O&G can drive huge growth and create booms, but when oil is down OKC keeps chugging along just fine. We're a lot more diverse then people realize.

----------


## sooner88

It would also be interesting to see an average salary per category / employer, etc. Even though oil and gas is a much smaller percentage, I would bet their average salary is one of the highest (if not at the top). Regardless, it is really encouraging to see that much diversification and, as mentioned, helps to explain why we haven't seen as dramatic effect on our local economy as might be expected.

----------


## AP

I saw numbers earlier from the ok commerce website that said in the central ok region (greater okc) there were 41,000+ o&g jobs in 2013 and average salary was ~$105,000.

----------


## Teo9969

Oil being down means that OKC big money is down. The day to day economy should be fine, and as long as the banks don't over expose themselves to that sector, then they should be able to still function and operate at a decent level. However, it's harder for a bank to back real estate projects if its oil portfolio is getting smashed.

----------


## Snowman

> Based on the last two posts by Pete,  it would appear the report lacks credibility.


I was thinking the cutoff was on jobs that had an average wage that you could actually live on, since that will tell you more about the health of your job base than how many minimum wage jobs chain stores have.

----------


## Jersey Boss

> I was thinking the cutoff was on jobs that had an average wage that you could actually live on, since that will tell you more about the health of your job base than how many minimum wage jobs chain stores have.


There were no headers on the report that alluded to livable wage. That being said, the employees of 7-11 were not listed. When I see signs advertising "help wanted" it seems the starting wage is 10+ an hour, so that criteria is not being  used in ignoring  that employer. Obviously 7-11 employs as many as LOVES in the metro area. Additionally if you want an accurate picture of the health of your job base, failure to list WAL MART is a failure in painting the true health of your job base. This would be like getting a report on your physical that says you are in excellent health yet failing to note that you have a suspicious growth on your lung.

----------


## HOT ROD

Did I miss something? I don't recall seeing the Oklahoma City Public Schools nor the Putnam City or any other school district. Are they lumped into Govt or something? Surprising they do not have high numbers in the lists or maybe I missed them. ...

----------


## Pete

> Did I miss something? I don't recall seeing the Oklahoma City Public Schools nor the Putnam City or any other school district. Are they lumped into Govt or something? Surprising they do not have high numbers in the lists or maybe I missed them. ...

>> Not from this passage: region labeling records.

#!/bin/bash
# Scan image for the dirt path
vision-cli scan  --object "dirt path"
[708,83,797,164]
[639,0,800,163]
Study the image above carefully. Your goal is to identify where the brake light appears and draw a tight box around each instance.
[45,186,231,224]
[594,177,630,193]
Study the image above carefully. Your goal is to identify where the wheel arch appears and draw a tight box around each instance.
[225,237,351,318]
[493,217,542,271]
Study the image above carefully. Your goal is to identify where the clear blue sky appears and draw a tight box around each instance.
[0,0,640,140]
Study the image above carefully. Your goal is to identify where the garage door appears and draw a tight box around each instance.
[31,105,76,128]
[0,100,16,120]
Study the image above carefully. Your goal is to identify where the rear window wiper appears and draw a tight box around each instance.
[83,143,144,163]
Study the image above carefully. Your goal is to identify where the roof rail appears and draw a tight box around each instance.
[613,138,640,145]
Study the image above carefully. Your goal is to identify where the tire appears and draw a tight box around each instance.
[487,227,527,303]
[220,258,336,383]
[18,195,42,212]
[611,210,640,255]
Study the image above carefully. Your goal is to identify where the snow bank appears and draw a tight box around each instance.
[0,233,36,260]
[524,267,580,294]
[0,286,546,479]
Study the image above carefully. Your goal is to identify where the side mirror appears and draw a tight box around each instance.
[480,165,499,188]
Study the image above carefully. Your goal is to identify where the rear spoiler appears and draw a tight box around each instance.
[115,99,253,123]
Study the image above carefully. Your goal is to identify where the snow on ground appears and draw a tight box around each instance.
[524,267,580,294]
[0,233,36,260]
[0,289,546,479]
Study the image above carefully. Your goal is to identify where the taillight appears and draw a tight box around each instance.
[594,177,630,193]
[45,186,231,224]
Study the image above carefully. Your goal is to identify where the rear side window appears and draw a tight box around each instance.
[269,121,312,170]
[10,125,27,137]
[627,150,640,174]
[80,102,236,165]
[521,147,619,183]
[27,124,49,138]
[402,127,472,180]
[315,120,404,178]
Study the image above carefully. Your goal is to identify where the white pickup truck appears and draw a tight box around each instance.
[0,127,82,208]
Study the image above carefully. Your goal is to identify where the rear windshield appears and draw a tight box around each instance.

Lumped in with the state employees.

----------


## yukong

> Lumped in with the state employees.


I know it may be straining at gnats...but I submit teachers and employees of schools should be listed as employees of their various school districts and not state employees.  At the end of the day...I suppose they are "state employees" but in practical, every day operations, they are employees of their various school districts.  The state personnel office (OMES) has no say on who gets hired or not at Putnam City School District or Edmond, or OKCPS.  Employees of school districts are not under the state employee retirement system.  They are not under the state employee insurance system.  They are not to my knowledge subject to the state employee hiring freezes, exceptions, etc. that apply to regular state employees.  And their pay checks come from School District "X" and not the state treasurer.  Yes...a lot of the money used to pay school employees comes from the state treasury, but a sizeable portion doesn't come from the state treasury but in fact comes from the county in which the district sits.  

So, a truer picture of the employment numbers should have these folks broken out per the district for which they work.  It also will give a truer picture of how many employees work for the various state agencies that are under the oversight of OMES.

----------


## Pete

Yeah, don't know why they don't break out teachers and other school personnel; would make the numbers more interesting.

----------


## Pete

I updated this list with April 2017 numbers.

This list always excludes certain employers like Wal-mart and other retailers, as they should up on lists put out by the state.

Also note that Continental Resources -- despite it's high profile and influence -- is not above 1,000 and thus only a fraction of Devon and Chesapeake, which are both around 2,500 employees.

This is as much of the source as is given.